An Integrated Global-Local System for the Detection and Monitoring of Damage Progression in Heterogeneous Materials

Abstract

In this study, global measurements from low-impact velocity experiments and local strain measurements from embedded and surface mounted optical fiber Bragg grating (FBG) sensors were used to obtain detailed information pertaining to damage progression in two materials, multi-dimensional laminate woven composites and Polymethyl-methacrylate (PMMA) acrylic. The woven composites and PMMA specimens were subjected to multiple strikes at 2m/s until perforation occurred. The impactor position and acceleration were monitored to obtain dissipated energies and contact forces. FBG sensors, which were embedded and mounted on the surface, at different critical locations near regions of penetration-induced damage, were used to obtain local strains. Measurements of initial residual strains and both axial and transverse strains corresponding to matrix cracking, delamination and fiber breakage were obtained for the composites, and impact induced surface deformations were obtained for the PMMA. From the FBG sensor response spectra, optical fiber sensor and host material damage were separated by an analysis based on the signal intensity, the presence of cladding modes, and the behavior of individual Bragg peaks as a function of evolving and repeated impact loads. A comparison by number of strikes and dissipated energies corresponding to composite material perforation indicates that embedding these sensors did not affect the integrity of the woven systems, and that FBG sensor measurements can provide accurate failure strains even after the initial loss of sensor integrity, which generally occurred prior to complete host material failure. The measurements from surface mounted and embedded FBG sensors were used with the global measurements to develop maps of failure paths for the host woven composite materials, and to determine the accuracy of FBG measurements.

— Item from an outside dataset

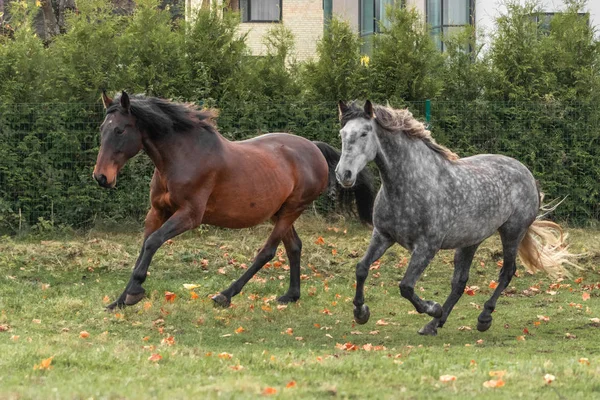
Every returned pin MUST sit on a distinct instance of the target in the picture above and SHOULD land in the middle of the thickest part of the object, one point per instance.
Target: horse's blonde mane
(402, 120)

These characteristic maps were obtained by identifying relations between the impact contact force and the local strain fields that corresponded to five distinct regimes of composite and sensor response spanning behavior from initial impact to complete material penetration. The FBG sensors were also used to obtain residual impact relaxation strains, and to uniquely determine the mode of relaxation, a measurement that is not possible with conventional strain gauges. The PMMA specimens were impacted and quasi-statically deformed. The global measurements, for both loading regimes, were used with local measurements from surface mounted FBGs to obtain critical information related to strain-transfer, how the strain evolves from the point of impact, how the sensor debonds, and how catastrophic overall failure can be related to sensor failure. The current experimental approach indicates that local measurements can be used with global measurements to obtain a framework that can be effectively used to monitor damage progression in different host materials, and it can be potentially used to mitigate damage, if it is detected at an early stage of damage progression.